Seine Mutter Hester, das zweite Hausmädchen, legte ihm den Arm um die schmalen Schultern. „Gib die Hoffnung nicht auf, Ralf. Miss Rose wird schon noch mit Ihrer Ladyschaft sprechen, nicht wahr, Miss? Wenn überhaupt jemand sie überreden kann, dann Sie.“

„Wir dürfen das Miss Rose nicht auferlegen“, mahnte Camhort mit verständnisvollem Blick zu Rose. „Sie würde Lady Dilbecks Missfallen erregen. Wir wissen doch alle, wie unangenehm Ihre Ladyschaft sein kann, wenn sie sich über jemanden ärgert.“

„Das macht mir nichts“, versicherte Rose lächelnd. „Es ist nur so schwierig, sie überhaupt zum Zuhören zu bringen. Und ich fürchte, egal wie behutsam ich die Sache vortrage, sie wird uns das Weihnachtsdinner versagen.“

„Ganz bestimmt“, murrte Janny nickend. „Es interessiert sie nicht, dass es nur für uns wäre und dass sie gar nicht dabei sein muss. Wie jedes Jahr wird sie uns das Fest ruinieren.“

Emily, die Hände fest an ihren weiß beschürzten Busen gedrückt, sagte aufgeregt: „Aber, Miss Rose, wenn Sie ihr sagen, dass es nur für uns hier im Dienstbotentrakt ist und dass wir ganz ruhig und leise sein werden, wird sie doch sicher einwilligen. Wir müssen ja nicht singen und Spiele spielen.“

Rose lächelte angesichts der hoffnungsvollen, jugendlichen Begeisterung des Mädchens. „Ich werde mir alle Mühe geben, sie zu überzeugen.“

„Wann denn?“ Das war Ralf, der jedoch sofort von seiner Mutter zum Schweigen gebracht wurde.

„Bald schon, eventuell heute Abend, wenn ich ihr ins Bett helfe. Dann hat sie ihr Glas Wein getrunken und ist vielleicht besserer Laune. Jetzt gibt es aber erst einmal genug zu tun. Also an die Arbeit. Und, Jacob …“, beeilte Rose sich hinzuzufügen, da alle schon auf dem Sprung waren, „Lady Dilbeck wünscht, dass das Feuer im Salon kräftig geschürt wird. Mach das bitte zuerst.“

Sie nickte dem Diener zu, dann begab sie sich in die Halle und eilte die Treppe hinauf in den dritten Stock. Dort klopfte sie an der Tür am Ende des Korridors und wartete, bis die Aufforderung einzutreten erklang.

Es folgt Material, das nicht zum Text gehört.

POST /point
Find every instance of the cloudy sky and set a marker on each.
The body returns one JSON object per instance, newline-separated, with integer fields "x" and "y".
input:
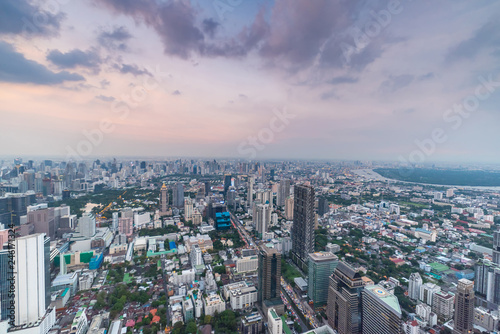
{"x": 329, "y": 79}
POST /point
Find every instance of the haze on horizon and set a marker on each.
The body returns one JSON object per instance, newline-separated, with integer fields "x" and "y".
{"x": 378, "y": 80}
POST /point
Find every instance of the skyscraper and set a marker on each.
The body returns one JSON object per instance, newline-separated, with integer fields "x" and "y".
{"x": 261, "y": 218}
{"x": 464, "y": 307}
{"x": 5, "y": 275}
{"x": 86, "y": 224}
{"x": 303, "y": 225}
{"x": 321, "y": 267}
{"x": 250, "y": 191}
{"x": 381, "y": 311}
{"x": 414, "y": 285}
{"x": 283, "y": 192}
{"x": 496, "y": 247}
{"x": 163, "y": 199}
{"x": 289, "y": 208}
{"x": 323, "y": 207}
{"x": 32, "y": 273}
{"x": 227, "y": 183}
{"x": 269, "y": 274}
{"x": 178, "y": 195}
{"x": 344, "y": 300}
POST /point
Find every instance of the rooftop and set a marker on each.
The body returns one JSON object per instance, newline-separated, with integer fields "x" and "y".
{"x": 385, "y": 297}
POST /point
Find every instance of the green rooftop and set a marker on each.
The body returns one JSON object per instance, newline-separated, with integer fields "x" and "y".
{"x": 438, "y": 267}
{"x": 385, "y": 296}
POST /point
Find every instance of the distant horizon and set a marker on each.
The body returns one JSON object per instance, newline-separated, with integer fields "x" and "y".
{"x": 327, "y": 80}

Miss Nancy Carpenter war ein schmales, angespannt wirkendes junges Mädchen, das immer den Eindruck erweckte, als wolle es jeden Augenblick fluchtartig davonrennen. Sooft es nur ging, verkroch es sich in seine Kammer, wo es endlose Briefe schrieb, wie anscheinend auch jetzt, und kam nur zu den Mahlzeiten heraus oder wenn es nicht anders ging. Miss Carpenter lebte in ständigem Schrecken vor Lady Dilbeck, die ihre Tante war, und obwohl Rose ihr immer wieder zu erklären versuchte, wie sie mit der schwierigen alten Dame umgehen müsse, hatte das nichts bewirkt.

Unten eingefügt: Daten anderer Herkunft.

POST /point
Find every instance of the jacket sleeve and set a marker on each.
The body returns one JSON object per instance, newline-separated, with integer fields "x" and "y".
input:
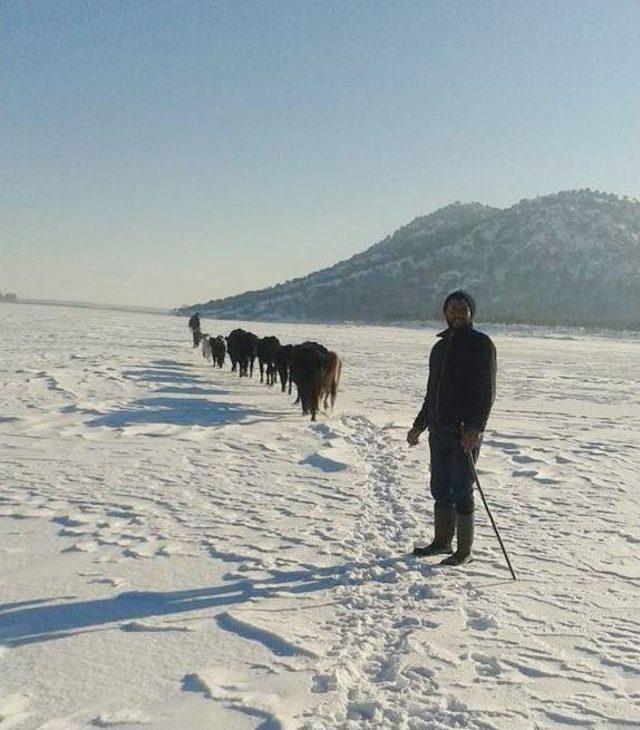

Miss Carpenter konnte durchaus hübsch genannt werden mit ihrem blonden, am Hinterkopf zu einem Knoten geschlungenen Haar und den großen blauen Augen, doch sie war entsetzlich dünn und blass. Vermutlich hätten ihr Spaziergänge und andere Aktivitäten an der frischen Luft gutgetan. Vor einem Jahr war sie auf Drängen ihrer Eltern, die ihr Lady Dilbecks Zuneigung sichern wollten, auf Dilbeck Manor eingetroffen, um ihrer reichen Verwandten als Gesellschafterin zu dienen.